Images are stored with the vault in the
assets/folder. Need to keep that in mind when shifting all the way over to my site sources.
So that’s what a Logseq page looks like. We could tweak a Markdown processor to handle each little variation, but it might be easier by working with an exported copy of the graph in some more widely consistent format.
So what are our options?
Export public pages
Exports all of your public pages to HTML, with a styled, interactive interface for viewing them. Only problem with that is — well— I don’t have any public pages.
I have 594 pages in this graph. I wouldn’t be surprised if I had over 600 by the end of the end of the day. — note: 610 by 3pm, when I’m getting ready to publish — I’m not going to go through each of those, split private from public content, and then mark which of those 600 pages are public. That’s a kind of tediousness I don’t enjoy.
Export as standard Markdown (no block properties)
Takes a bit, but eventually drops a zip file containing mostly mundane Markdown.
Course, there’s still a fair chunk for me to parse.
- those double bracket
- plus I lose all my properties. Headings are just list items, and images have no caption. So yeah, “standard Markdown” is not an option for me.
Export as OPML
OPML sounds like a pretty good fit for exporting from an outliner. It is an Outline Processor Markup Language after all.
Is it my imagination, or is there less useful information here than in the standard Markdown export?
Export as EDN
Logseq queries make heavy use of EDN. Maybe someday I’ll learn it.
Wow. No zip file here. Nearly 34,000 lines of unfamiliar but very structured text. Every node has a UUID, which could simplify organizing them when importing to my site, or processing them with another tool like sqlite-utils.
I’m a little disappointed that the note syntax doesn’t automatically transform to some kind of property, and that inline markdown is still left for me to parse. Oh well. I suppose it was a bit much to expect another lightweight text formatting language hidden behind the Markdown and org options.
There’s even edn_format, a Python library to load EDN objects into data structures much like with YAML, TOML, and JSON. Good to know!
Export as JSON
This has pretty much the same structure as the EDN export, with the same benefits and limitations I saw with that. OTOH you don’t need to install an extra library to parse it, so there’s that.
Export as Roam JSON
Well of course Roam has its own JSON format.
Too bad it holds so much less useful information than Logseq’s main JSON export.
Which export do I like
All things considered, the regular JSON export is probably my best bet. It and EDN both contain the most information about any given block.

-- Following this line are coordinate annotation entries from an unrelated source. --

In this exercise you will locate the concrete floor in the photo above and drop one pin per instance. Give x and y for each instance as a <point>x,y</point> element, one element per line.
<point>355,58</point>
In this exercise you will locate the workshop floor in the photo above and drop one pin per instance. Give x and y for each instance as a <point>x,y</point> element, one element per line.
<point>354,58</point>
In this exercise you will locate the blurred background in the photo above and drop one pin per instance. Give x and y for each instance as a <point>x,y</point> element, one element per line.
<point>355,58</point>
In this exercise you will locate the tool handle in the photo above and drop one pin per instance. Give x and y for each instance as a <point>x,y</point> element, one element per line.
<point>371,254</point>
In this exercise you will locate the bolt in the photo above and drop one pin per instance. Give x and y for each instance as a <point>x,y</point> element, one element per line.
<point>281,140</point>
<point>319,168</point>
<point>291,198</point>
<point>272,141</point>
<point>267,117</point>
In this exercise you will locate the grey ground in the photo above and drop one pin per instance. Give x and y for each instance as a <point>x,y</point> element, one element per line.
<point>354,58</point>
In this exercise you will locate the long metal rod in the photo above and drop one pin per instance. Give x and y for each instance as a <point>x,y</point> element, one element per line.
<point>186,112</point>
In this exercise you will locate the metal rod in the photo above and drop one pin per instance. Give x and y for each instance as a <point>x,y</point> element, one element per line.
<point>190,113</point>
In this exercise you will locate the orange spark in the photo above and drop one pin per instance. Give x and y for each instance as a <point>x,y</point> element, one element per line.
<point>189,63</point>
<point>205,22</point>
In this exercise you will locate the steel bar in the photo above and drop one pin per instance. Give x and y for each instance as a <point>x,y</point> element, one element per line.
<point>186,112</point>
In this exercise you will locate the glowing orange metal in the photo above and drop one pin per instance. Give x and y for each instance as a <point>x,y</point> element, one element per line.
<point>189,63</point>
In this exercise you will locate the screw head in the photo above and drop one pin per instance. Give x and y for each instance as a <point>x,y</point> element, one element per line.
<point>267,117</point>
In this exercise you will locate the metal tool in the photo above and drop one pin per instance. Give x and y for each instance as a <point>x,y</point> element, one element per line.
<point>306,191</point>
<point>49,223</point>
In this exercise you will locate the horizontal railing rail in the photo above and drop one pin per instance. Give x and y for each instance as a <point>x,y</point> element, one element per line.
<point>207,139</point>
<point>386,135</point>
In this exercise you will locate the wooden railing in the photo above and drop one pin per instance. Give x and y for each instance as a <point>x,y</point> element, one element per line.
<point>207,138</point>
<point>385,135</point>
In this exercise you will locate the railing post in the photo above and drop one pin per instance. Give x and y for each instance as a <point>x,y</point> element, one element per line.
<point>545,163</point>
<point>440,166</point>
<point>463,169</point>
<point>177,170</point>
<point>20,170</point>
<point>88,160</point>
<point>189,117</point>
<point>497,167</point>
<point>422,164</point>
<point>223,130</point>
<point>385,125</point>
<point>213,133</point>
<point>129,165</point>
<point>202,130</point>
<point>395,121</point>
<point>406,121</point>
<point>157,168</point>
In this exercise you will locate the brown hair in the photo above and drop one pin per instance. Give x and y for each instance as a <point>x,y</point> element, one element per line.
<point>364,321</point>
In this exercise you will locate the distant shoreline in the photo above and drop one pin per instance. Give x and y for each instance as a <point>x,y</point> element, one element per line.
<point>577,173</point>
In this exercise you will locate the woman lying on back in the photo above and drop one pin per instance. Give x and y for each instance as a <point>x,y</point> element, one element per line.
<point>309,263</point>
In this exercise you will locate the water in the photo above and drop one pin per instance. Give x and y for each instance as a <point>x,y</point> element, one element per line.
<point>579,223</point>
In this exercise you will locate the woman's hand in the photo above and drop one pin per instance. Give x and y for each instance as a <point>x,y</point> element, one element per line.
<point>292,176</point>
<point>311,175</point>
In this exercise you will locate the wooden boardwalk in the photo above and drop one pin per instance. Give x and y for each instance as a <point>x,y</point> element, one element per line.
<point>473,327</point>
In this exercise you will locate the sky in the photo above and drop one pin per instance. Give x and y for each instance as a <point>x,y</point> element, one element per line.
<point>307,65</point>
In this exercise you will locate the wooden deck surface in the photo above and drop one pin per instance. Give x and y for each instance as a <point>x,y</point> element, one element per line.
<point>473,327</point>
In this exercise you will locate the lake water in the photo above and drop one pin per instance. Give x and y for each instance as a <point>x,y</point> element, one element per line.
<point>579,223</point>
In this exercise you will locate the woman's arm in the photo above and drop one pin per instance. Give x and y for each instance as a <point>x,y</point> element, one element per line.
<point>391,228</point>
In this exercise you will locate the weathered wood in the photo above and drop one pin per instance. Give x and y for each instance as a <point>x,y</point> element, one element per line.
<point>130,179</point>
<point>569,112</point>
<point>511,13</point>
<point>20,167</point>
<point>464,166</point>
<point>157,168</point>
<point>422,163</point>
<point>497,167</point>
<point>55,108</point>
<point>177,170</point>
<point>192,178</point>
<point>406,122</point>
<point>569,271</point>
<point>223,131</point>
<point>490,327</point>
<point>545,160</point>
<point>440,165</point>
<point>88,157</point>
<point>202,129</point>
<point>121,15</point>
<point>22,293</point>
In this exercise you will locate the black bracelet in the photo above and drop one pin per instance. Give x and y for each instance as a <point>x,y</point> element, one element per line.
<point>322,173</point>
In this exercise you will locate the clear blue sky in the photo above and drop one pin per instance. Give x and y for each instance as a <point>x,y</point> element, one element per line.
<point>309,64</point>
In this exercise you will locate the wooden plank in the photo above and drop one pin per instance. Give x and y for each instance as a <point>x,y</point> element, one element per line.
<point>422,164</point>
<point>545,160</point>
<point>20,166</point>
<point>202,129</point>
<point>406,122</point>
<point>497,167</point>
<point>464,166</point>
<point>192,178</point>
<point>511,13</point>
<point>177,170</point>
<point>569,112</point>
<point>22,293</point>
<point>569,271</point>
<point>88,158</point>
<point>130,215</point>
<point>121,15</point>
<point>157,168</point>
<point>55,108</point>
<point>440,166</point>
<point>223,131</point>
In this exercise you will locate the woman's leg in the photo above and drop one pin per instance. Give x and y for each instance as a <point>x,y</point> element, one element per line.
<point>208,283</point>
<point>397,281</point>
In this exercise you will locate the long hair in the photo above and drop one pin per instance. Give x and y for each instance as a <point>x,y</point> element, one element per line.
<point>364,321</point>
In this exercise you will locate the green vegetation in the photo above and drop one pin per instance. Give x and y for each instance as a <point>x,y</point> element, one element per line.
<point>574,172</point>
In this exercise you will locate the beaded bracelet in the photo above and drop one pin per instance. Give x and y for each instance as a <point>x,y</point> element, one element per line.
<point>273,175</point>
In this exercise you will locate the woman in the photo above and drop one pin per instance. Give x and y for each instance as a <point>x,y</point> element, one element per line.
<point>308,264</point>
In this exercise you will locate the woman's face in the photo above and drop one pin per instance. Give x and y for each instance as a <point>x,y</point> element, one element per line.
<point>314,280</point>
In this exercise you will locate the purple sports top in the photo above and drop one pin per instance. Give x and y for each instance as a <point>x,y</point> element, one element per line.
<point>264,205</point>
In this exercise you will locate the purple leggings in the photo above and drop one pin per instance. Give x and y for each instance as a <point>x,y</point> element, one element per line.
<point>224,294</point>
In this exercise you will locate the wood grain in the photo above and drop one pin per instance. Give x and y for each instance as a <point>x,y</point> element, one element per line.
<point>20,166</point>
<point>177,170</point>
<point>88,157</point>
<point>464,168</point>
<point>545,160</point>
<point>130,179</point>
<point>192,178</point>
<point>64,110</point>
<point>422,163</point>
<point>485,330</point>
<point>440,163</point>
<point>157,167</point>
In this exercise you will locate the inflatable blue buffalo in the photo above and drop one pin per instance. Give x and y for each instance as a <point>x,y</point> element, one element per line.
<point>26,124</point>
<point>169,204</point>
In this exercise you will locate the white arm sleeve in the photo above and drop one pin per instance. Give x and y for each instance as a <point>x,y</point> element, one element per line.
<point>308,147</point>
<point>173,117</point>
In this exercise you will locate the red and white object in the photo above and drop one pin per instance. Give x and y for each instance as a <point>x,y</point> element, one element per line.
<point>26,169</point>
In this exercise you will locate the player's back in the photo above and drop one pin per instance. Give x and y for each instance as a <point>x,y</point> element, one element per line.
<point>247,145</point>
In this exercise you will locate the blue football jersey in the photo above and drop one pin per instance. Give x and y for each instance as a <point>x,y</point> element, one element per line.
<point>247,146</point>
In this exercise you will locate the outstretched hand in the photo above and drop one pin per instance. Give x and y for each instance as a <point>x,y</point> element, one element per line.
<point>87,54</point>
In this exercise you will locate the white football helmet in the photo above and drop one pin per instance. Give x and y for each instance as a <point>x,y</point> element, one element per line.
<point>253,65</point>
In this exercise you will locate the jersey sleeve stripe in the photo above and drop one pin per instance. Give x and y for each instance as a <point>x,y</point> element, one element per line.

JSON has the advantage of being widely supported by libraries and CLI tools.
The very next step was turning the page I wrote into the post you’re reading. I may eventually turn my notes for that experience into its own post. Other than that, I’ll probably take a look at the structure of my Logseq graph to see what bits I might want to make public and how.
Or I might just make this export knowledge part of the toolkit in my entropy-fighting battle with myself, bouncing between tools and PKMs like a ferret on a ping pong table.